Well, Judge Robinson finally made a ruling and it was a shocker. He bought the government’s argument hook line and sinker! The award was a little over $455 million dollars, a bare fraction of what the defendants were asking. This paltry sum for what amounts to over 100 years of demonstrated fraud, incompetence and outright theft by the government is a outrage and an affront to decency and the rule of law. If you want to read his opinion click here. You can read his reasoning, if you want to call it that, but I still have one more question. There are multifarious instances of judges spelling out their legal reasoning to cover a corrupt decision. Is this such a case? Did he bow to pressure or was he promised something? To me anyway, the decision just plain stinks.
At this point it seems that the plaintiffs should have settled for the $7 billion figure that was offered in settlement by the government a while back but even that was way too low.
I am so outraged by this that it is hard to write coherently about it so I will simply close by saying that if the plaintiffs choose to appeal I wish them all success.
To read about the background of the case go to the plaintiff’s web site.

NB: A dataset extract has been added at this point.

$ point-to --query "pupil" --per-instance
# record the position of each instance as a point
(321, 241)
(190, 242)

You incorrectly say that the plaintiffs in March 2006 rejected a $7 billion offer from the government to settle the Indian Trust lawsuit.
The government has never offered to settle the Cobell vs Kempthorne lawsuit at any price. Every proposal made by plaintiffs and by mediators was rejected by the government.
The Bush administration in March 2007 suggested it was willing to spend $7 billion over 10 years to resolve a wide range of Indian issues, including land fractional land claims, the Cobell suit, scores of trust lawsuits filed by tribes and deny Indians any future legal standing to challenge these issues in the courts. This proposal was condemned by a wide range of Native leaders. It never went beyond testimony to the Senate Indian Affairs Committee. And it contained no specific amount to settle the Cobell litigation.
In testimony before the committee Ms. Cobell said the figure was insufficient to settle her case alone. “This is not an offer — instead, it is a slap in the face for every individual [with] trust fund litigation,” she said. She did say that a mediator who had suggested recoveries could run between $7 billion to $9 billion in her case had made an interesting proposal and one that she “would want to talk about that more.”
But the Bush administration never followed up on her overture and never made any offer to the Cobell legal team to settle the class action lawsuit for any specific amount.
Lawyers for the Justice Department and the Interior Department have made clear during the Cobell litigation that the government’s firm position is that the Indians are owed nothing.
In 2006, Sen. John McCain, R-Ariz., did introduce legislation to settle the lawsuit without a specific dollar amount. He later amended that bill to include an $8 billion figure but his bill never moved out of the Senate Indian Affairs Committee.
Thanks for the reply. The $7 billion figure was quoted in an article on the Indian Trust – Cobell v. Kempthorne Site in an article entitled “Judge Awards Native Americans $455M in Trust Case–Far Less Than Sought”. I do hope that the amount awarded will be increased if the plaintiffs decide to appeal. I hate to say this but it’s my uneducated opinion that the fix is in and they can’t win no matter what they do. It’s a sad day in America.